Стрелок сдержал слово и разбудил Мещеряка, когда «стол» был уже накрыт. Летчики соорудили его из двух ящиков. На газете лежал хлеб и стояли банки заморской тушенки, которые вскрыли острыми ножами с плексигласовыми рукоятками — эти ножи лежали тут же, рядом, и Мещеряк мог оценить их по достоинству. Плексиглас тогда уже вошел в моду. Из него умудрялись делать не только рукоятки ножей, но и мундштуки, и портсигары. В умельцах недостатка не было.
— Присаживайся, морячок, — пригласил Мещеряка командир корабля. — Сном сыт не будешь.
Мещеряк не заставил себя упрашивать. Он был голоден и развязал вещмешок.
— Ого, тебя, как погляжу, тушенкой не удивишь, — снова сказал командир корабля, расстегивая ворот кителя. — Ло–со–син–ка… — он почти пропел это слово. — Вот это да… Давненько я ее не пробовал. Раньше, бывало, в «Метрополе»…
Командир корабля оказался коренным москвичом.
— По такому случаю… — осторожно намекнул стрелок.
— Можно. По маленькой можно… — командир кивнул. — Васек, принеси–ка баклагу… Рыбка, известное дело, плавать любит. Выкажем мосье лососю свое уважение. Он как–никак благородных кровей. Деликатес!..
Потом, поровну разлив спирт — глазомер у командира был что надо, он поднял свой стаканчик для бритья и сказал:
— Ну, со свиданьицем!..
В Баку прибыли днем. Жара была сухой и скрипучей — не верилось, что рядом море. На улицах пахло нефтью.

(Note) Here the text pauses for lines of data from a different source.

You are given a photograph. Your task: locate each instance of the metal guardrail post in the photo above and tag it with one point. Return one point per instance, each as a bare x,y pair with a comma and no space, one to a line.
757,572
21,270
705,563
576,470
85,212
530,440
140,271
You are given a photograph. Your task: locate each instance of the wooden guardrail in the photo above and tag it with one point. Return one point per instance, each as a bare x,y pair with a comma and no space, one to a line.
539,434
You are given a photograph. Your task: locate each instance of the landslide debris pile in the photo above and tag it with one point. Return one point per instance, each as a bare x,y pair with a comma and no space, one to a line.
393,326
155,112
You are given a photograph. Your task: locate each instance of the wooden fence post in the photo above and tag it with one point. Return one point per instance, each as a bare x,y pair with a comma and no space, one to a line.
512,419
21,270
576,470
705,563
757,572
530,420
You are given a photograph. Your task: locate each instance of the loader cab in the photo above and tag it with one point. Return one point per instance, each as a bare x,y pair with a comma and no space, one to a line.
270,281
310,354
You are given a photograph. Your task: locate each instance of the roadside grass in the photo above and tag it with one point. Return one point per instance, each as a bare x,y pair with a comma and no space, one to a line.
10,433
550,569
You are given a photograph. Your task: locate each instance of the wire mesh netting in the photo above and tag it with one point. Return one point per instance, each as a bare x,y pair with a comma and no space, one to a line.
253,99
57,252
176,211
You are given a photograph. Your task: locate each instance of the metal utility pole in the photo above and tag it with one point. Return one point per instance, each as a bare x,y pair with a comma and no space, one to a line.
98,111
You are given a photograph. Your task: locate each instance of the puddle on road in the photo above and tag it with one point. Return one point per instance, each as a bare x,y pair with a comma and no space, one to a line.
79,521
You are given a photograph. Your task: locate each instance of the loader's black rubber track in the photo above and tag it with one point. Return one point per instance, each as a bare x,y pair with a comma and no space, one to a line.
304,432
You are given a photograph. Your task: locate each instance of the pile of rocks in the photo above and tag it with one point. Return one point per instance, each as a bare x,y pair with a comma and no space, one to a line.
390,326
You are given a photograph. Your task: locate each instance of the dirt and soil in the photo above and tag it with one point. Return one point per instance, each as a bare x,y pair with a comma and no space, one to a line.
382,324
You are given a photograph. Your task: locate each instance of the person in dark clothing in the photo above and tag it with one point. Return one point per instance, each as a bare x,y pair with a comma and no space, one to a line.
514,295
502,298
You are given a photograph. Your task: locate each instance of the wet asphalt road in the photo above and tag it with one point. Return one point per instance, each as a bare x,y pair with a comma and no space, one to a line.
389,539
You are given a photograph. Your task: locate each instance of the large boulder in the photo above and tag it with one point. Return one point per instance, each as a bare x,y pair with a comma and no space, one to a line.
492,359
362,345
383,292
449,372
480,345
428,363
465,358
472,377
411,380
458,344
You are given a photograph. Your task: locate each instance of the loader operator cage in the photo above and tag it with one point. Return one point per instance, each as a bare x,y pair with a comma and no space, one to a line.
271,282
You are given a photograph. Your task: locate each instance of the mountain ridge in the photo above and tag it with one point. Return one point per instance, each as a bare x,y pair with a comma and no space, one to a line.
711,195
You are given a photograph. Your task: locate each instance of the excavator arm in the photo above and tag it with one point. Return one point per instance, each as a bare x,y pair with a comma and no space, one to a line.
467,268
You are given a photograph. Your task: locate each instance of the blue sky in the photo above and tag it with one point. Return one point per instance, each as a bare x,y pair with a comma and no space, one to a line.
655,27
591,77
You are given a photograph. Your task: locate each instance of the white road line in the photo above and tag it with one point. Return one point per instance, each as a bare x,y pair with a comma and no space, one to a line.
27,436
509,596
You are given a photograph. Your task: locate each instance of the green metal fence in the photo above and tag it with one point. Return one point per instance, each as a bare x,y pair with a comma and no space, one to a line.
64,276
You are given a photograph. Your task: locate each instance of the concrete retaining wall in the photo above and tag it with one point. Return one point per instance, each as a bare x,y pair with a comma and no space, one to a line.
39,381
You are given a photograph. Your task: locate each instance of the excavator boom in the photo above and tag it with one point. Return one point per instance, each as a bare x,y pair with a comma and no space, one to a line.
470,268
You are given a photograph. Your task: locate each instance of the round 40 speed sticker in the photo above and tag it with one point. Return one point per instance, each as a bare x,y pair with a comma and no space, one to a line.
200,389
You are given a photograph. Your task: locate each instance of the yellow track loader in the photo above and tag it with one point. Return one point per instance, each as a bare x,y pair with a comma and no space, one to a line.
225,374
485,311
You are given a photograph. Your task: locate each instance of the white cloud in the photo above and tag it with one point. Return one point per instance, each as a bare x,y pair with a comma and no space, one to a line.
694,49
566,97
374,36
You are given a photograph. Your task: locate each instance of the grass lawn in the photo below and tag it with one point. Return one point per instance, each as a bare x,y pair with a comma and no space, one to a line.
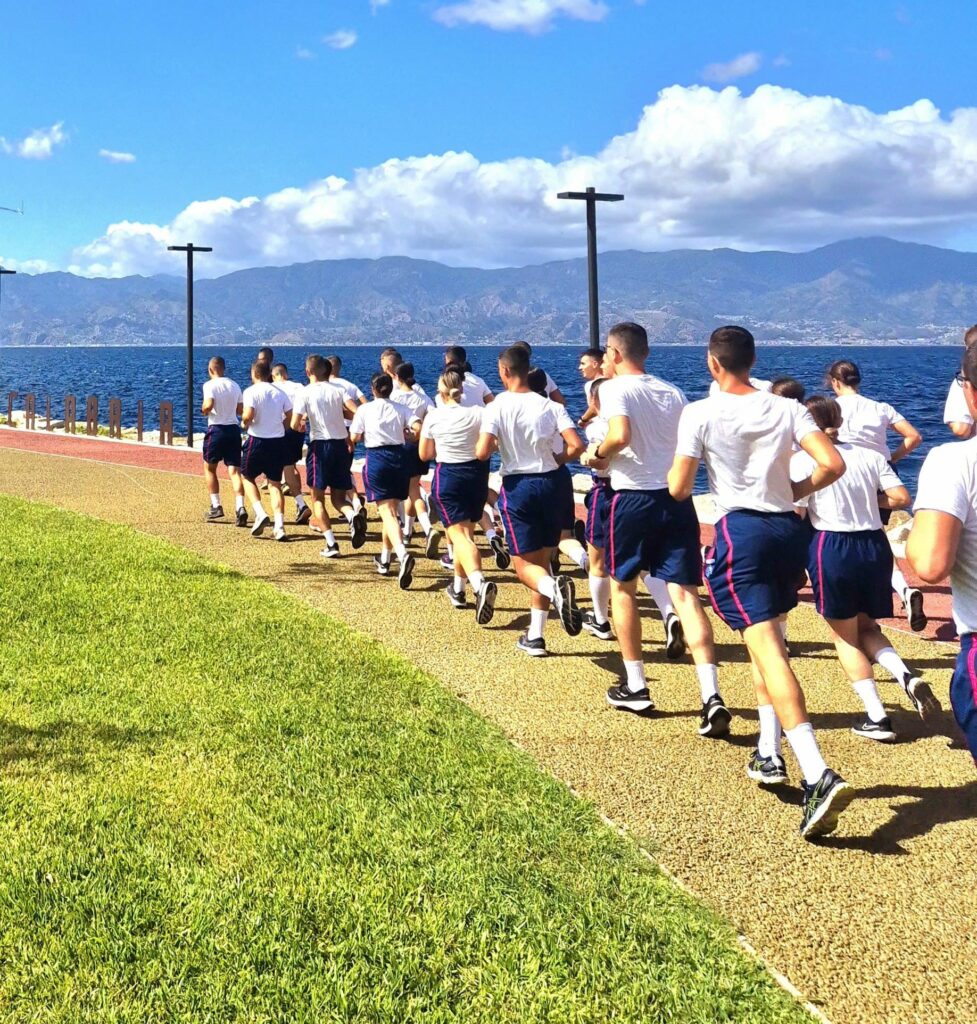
218,805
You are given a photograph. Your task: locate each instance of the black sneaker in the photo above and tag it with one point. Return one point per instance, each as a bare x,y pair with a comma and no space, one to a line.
599,630
923,698
620,696
766,771
674,638
881,731
406,576
912,602
485,603
499,550
716,718
535,648
565,604
823,802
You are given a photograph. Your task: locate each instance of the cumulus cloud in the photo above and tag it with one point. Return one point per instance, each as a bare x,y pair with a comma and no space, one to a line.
703,168
739,67
533,16
38,145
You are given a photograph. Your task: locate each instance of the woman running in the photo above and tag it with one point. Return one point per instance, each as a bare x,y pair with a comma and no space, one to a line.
850,566
459,489
383,427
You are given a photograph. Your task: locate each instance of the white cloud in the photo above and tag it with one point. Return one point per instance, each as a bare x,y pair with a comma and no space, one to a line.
703,168
39,144
343,39
739,67
533,16
117,157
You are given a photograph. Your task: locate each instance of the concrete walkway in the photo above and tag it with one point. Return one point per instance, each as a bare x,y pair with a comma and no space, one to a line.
875,924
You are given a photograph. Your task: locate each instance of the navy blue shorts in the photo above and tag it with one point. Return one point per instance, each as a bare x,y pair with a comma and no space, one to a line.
385,476
598,512
757,564
851,573
964,690
222,443
328,464
459,491
649,530
262,455
529,504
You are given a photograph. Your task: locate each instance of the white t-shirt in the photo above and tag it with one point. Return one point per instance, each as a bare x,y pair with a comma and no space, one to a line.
381,422
525,424
865,422
956,410
746,441
455,430
322,404
851,503
226,396
948,483
653,408
269,403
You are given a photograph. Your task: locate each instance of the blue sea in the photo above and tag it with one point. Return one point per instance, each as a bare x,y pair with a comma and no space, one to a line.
915,379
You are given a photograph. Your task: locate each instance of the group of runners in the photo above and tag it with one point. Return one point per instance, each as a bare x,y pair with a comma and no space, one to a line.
802,491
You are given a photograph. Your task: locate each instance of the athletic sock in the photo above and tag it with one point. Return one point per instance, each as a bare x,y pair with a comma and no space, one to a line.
770,731
538,619
635,676
600,596
708,681
890,660
865,688
808,754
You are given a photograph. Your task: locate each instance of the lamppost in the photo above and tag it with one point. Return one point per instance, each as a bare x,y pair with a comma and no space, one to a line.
592,198
189,249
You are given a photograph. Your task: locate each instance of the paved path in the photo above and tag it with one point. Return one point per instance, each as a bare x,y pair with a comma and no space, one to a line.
875,925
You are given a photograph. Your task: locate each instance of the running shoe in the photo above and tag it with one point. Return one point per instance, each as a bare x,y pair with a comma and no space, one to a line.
674,637
766,771
599,630
406,576
499,550
485,603
535,648
716,718
823,802
881,731
912,602
565,604
623,698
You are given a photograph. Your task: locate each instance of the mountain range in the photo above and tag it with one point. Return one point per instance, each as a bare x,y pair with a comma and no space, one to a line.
862,289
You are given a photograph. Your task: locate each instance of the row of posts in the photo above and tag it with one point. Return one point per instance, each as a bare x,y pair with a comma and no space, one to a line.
91,416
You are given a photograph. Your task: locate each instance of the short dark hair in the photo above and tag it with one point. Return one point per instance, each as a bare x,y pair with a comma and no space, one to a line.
733,348
632,340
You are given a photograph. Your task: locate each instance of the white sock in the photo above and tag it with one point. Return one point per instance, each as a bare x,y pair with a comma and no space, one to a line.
547,587
538,619
890,660
635,676
770,731
660,594
865,688
708,681
808,754
600,596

Простившись с летчиками, Мещеряк отправился в порт и, отыскав военного коменданта, договорился с ним, что тот посадит Мещеряка на первое же судно, отправляющееся в Красноводск. Комендант оказался добряком: «как не порадеть родному человечку?» И потому уже в десятом часу вечера, когда густо и низко стемнело, Мещеряк еще до начала посадки одним из первых поднялся на борт ржавого суденышка под названием «Мангышлак». У него была койка в восьмиместной каюте второго класса. Чего еще желать?
Когда пассажиры–счастливчики, которым достались посадочные талоны, взяли суденышко на абордаж, оно низко осело и, дымя, стало выбираться из порта. Где–то внизу меж ребер судовых шпангоутов трудно работала паровая машина, за обшивкой шумно дышало море, а в иллюминаторы скреблись звезды. В каюте было так душно, что Мещеряк снял китель, а потом и тельняшку.
День, проведенный в Баку, не оставил заметного следа в его сердце. Город оказался пыльным, как старый восточный ковер. Был разгар лета, весенняя полнозвучность южной природы уже притихла и поблекла, спело отяжелев под яростным солнцем, темнолицые люди на улицах в большинстве своем ходили не в пестрых шелковых одеяниях, а в тусклом армейском хаки, и у Мещеряка не возникало такого чувства, будто он попал в Персию, как это случилось когда–то с Есениным. Даже строки Есенина «Шаганэ ты моя, Шаганэ! Потому, что я с севера, что ли, я готов рассказать тебе поле, про волнистую рожь при луне…» вспомнились Мещеряку не в самом Баку, а уже позднее, когда он улегся на койку в утробе парохода «Мангышлак».